INSAIT and LatticeFlow study finds EU AI regulatory flaws in DeepSeek

Serious Compliance Gaps in Distilled DeepSeek Models According to the European Artificial Intelligence Act (EU AI Act)


An investigation by the INSAIT, Sofia University, conducted jointly with leading technology company LatticeFlow, has revealed significant compliance gaps in the distilled models of DeepSeek under the European Artificial Intelligence Act (EU AI Act). The distillation of large models like DeepSeek into smaller ones is a standard process that makes them more practical and efficient for businesses and organizations.


The study reminds us that INSAIT, together with Swiss university ETH Zurich and LatticeFlow, created COMPL-AI – the first framework in the EU that translates regulatory normative requirements into specific technical checks. Through this framework, some of the most popular artificial intelligence models are tested to assess their compliance with European rules (including those from OpenAI, Meta, Google, Anthropic, Mistral AI, and Alibaba).


Distilled DeepSeek models achieve good results in limiting toxic content but fall short in key regulatory aspects such as cybersecurity and bias management. This raises questions about their readiness for deployment in a corporate environment.
The assessment, conducted jointly with LatticeFlow AI, covers two of the most popular distilled DeepSeek models: DeepSeek R1 8B (based on Meta’s Llama 3.1 8B) and DeepSeek R1 14B (based on Alibaba’s Qwen 2.5 14B), both with nearly 400,000 downloads. The evaluation also compares DeepSeek models with those from OpenAI, Meta, Google, Anthropic, Mistral AI, Alibaba, and others.

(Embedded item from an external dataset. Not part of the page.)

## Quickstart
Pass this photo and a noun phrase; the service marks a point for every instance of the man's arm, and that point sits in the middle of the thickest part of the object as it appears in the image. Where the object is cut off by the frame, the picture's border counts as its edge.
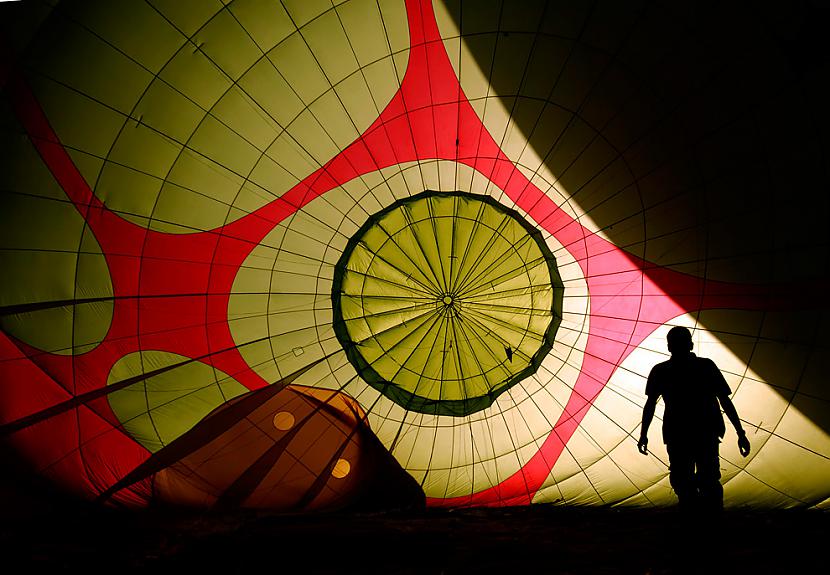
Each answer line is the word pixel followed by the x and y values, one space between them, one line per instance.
pixel 648 415
pixel 732 414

Final results show that these DeepSeek models rank last among other tested models in terms of cybersecurity. They exhibit increased risks of “goal hijacking” and “prompt leakage” compared to their base versions. This can be problematic not only because it increases the likelihood of the AI model being misled into performing unintended actions (goal hijacking) but also because it increases the risk of disclosing confidential information (prompt leakage). Consequently, these weaknesses reduce the reliability of the models and make their use in secure business environments significantly riskier.


DeepSeek models also rank below average in terms of bias and display significantly greater prejudices than their base models. Bias assessment measures how objective, neutral, and fair an AI model’s responses are towards various social, cultural, ethnic, gender, and political groups. In the case of DeepSeek models, the results show they are below average or, in other words, the models exhibit stronger biases compared to other AI models tested by COMPL-AI. Moreover, they show significantly greater biases than their base models – meaning that during the modification process, DeepSeek models have worsened in this aspect compared to the original Llama 3.1 (Meta) and Qwen 2.5 (Alibaba) models. This could be problematic not only because they will generate unbalanced answers on sensitive topics but also promote misinformation across different subjects.


Despite these shortcomings, DeepSeek models demonstrate good results in managing toxicity, surpassing even their base versions. Toxicity assessment refers to the ability of a language model to identify, minimize, or prevent generating harmful, offensive, or inappropriate content. This includes content that may be racist, sexist, discriminatory, threatening, or otherwise harmful to users. In assessing DeepSeek models through COMPL-AI, it was found that they perform well in limiting toxic content, even better than their base models (Meta’s Llama 3.1 and Alibaba’s Qwen 2.5). This means they rarely generate unsuitable or offensive text, which is an important aspect of their compliance with the EU AI Act regulations.


Full results of the INSAIT and DeepSeek assessment are available at https://compl-ai.org.


COMPL-AI is the first open framework providing a technical interpretation of the European Artificial Intelligence Act (EU AI Act). Using 27 leading AI benchmarks, the platform offers a systematic evaluation of LLM models against regulatory requirements. So far, COMPL-AI has been used to assess models from OpenAI, Meta, Google, Anthropic, and Alibaba, providing unprecedented transparency regarding their compliance.